- Alix, je t’avais dit de rester en haut. Pourquoi tu m’écoutes jamais ?
La petite recula d’un pas, comme frappée, et affecta une mine scandalisée, plaquant violemment sa main sur la partie droite de son torse.
- Mais je ne demande qu’à obéir, s’injuria-t-elle. Pourquoi ne voudrais-je pas suivre à la lettre les directives d’un adulte quand je sais en toute logique qu’ils ont des années d’expérience sur moi et une maturité dont je n’ai pas la chance d’être bénie ?! Je voulais t’écouter et rester en haut ! Mais ton téléphone a sonné avec un message d’Orphée, et dans mon esprit naïf d’enfant, je me suis dit que ce devait être important, alors je suis descendue te l’apporter ! Et tout ce à quoi j’ai droit pour mes efforts sont des remontrances ?!
Je restai bouche bée, et je pense que n’importe qui dans ma situation en aurait fait de même. À part Iria, qui se contenta de lever un peu plus haut son sourcil.
- Le cœur est à gauche, ma fille, pas à droite.
Je me concentrai sur ma môme et son frère siamois.
- Bon, les jeunes, déclarai-je gravement, je sais bien que c’est votre jour de congé, entre guillemets, mais parlons business.

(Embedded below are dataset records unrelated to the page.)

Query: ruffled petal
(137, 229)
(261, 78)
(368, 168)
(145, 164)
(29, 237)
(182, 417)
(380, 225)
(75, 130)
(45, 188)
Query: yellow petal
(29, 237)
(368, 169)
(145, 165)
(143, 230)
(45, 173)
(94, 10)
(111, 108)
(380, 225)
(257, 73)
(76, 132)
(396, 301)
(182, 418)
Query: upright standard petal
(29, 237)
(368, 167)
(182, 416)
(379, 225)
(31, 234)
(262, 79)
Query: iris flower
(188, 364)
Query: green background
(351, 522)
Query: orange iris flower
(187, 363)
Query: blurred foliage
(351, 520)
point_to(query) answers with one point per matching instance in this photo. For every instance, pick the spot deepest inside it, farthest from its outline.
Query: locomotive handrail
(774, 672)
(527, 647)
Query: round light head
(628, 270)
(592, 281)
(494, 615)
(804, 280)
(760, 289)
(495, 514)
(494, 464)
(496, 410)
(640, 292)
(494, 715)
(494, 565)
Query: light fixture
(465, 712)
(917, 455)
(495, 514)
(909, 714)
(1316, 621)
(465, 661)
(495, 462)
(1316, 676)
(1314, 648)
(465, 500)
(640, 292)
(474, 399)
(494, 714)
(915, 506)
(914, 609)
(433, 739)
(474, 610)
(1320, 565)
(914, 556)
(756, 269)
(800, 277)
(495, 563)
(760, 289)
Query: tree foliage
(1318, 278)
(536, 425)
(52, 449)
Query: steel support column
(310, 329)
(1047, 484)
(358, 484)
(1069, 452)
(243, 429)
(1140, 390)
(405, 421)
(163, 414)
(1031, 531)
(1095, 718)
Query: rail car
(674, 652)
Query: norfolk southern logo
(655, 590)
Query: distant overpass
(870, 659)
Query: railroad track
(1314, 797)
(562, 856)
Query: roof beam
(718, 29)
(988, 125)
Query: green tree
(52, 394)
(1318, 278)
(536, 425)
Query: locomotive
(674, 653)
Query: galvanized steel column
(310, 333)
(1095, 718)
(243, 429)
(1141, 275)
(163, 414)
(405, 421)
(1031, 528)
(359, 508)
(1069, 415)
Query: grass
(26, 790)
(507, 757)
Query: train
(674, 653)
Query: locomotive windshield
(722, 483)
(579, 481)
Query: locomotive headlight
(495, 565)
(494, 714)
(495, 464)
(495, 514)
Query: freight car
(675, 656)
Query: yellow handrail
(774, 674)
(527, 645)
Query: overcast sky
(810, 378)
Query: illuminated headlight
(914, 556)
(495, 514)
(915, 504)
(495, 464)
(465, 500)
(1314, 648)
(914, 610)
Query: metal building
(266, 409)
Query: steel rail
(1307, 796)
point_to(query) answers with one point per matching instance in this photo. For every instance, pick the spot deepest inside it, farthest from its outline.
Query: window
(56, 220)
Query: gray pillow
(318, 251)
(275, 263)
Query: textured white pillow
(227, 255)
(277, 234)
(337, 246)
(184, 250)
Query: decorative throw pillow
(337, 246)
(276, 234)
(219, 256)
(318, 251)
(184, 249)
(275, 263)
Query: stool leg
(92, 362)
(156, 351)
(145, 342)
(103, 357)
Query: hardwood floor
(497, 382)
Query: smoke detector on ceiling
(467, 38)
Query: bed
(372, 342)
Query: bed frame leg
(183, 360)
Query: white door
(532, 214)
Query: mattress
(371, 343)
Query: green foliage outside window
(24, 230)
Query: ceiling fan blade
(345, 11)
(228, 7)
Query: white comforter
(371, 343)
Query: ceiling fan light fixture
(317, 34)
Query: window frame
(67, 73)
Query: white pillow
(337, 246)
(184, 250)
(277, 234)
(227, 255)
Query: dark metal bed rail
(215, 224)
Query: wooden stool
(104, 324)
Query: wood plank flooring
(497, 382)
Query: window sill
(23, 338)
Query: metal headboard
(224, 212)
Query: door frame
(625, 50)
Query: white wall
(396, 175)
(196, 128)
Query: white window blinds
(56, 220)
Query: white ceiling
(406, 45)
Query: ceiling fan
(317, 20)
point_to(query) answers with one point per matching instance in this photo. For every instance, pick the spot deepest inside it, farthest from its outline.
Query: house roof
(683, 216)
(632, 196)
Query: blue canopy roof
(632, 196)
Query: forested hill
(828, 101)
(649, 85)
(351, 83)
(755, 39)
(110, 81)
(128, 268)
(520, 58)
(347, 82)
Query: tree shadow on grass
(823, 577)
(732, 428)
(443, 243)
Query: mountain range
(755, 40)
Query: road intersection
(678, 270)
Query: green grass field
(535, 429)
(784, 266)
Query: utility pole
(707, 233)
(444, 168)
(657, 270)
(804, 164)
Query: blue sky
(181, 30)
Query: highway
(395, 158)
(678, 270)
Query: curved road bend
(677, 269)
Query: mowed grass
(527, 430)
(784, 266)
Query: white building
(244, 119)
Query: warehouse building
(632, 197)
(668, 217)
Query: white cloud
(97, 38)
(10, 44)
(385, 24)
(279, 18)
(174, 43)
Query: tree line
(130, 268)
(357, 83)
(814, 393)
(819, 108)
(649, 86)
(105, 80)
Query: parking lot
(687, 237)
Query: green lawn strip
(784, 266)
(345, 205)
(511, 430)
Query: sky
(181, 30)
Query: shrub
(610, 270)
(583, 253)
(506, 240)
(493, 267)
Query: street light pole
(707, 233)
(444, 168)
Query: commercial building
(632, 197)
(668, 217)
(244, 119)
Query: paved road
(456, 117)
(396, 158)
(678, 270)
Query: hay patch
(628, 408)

Y’a des nouvelles, concernant cette unité spéciale, ou pas ?
- Tu veux dire les nouvelles concernant les mesures que le gouvernement a prises, celles concernant les mesures qu’on a prises, ou les nouvelles que tu pourrais avoir avec facilité si tu voulais bien faire l’effort d’aller aux Légendes et affronter la Abuela, demanda Jude comme s’il était sincèrement intéressé.
- Alors, toi, déjà, va te faire mettre, répliquai-je.
Je me tournai vers l’enfant terrible qui, à défaut d’être le fruit de mes entrailles, était à mon grand malheur ce qui s’en rapprochait le plus.
- Et toi, est-ce qu’il y a un truc, juste un truc, que tu lui répètes pas ?
- On skype aux chiottes, Jack. Tu crois vraiment que ça me viendrait à l’idée de pas lui dire quelque chose ?
La dernière fois que je l’avais vue, elle n’était qu’une merdeuse capricieuse et coléreuse, une peste en passe de devenir l’un des plus grands dangers que cette terre ait jamais vus. Aujourd’hui, c’était autre chose.
Aujourd’hui, ce n’était plus les crises de nerfs et l’hystérie d’une gamine qui, à défaut d’être écoutée à la maison, n’avait trouvé que les hurlements et les attaques physiques pour se faire entendre. Aujourd’hui, elle se tenait devant moi avec le calme serein d’une personne qui savait exactement à quel point elle était terrifiante.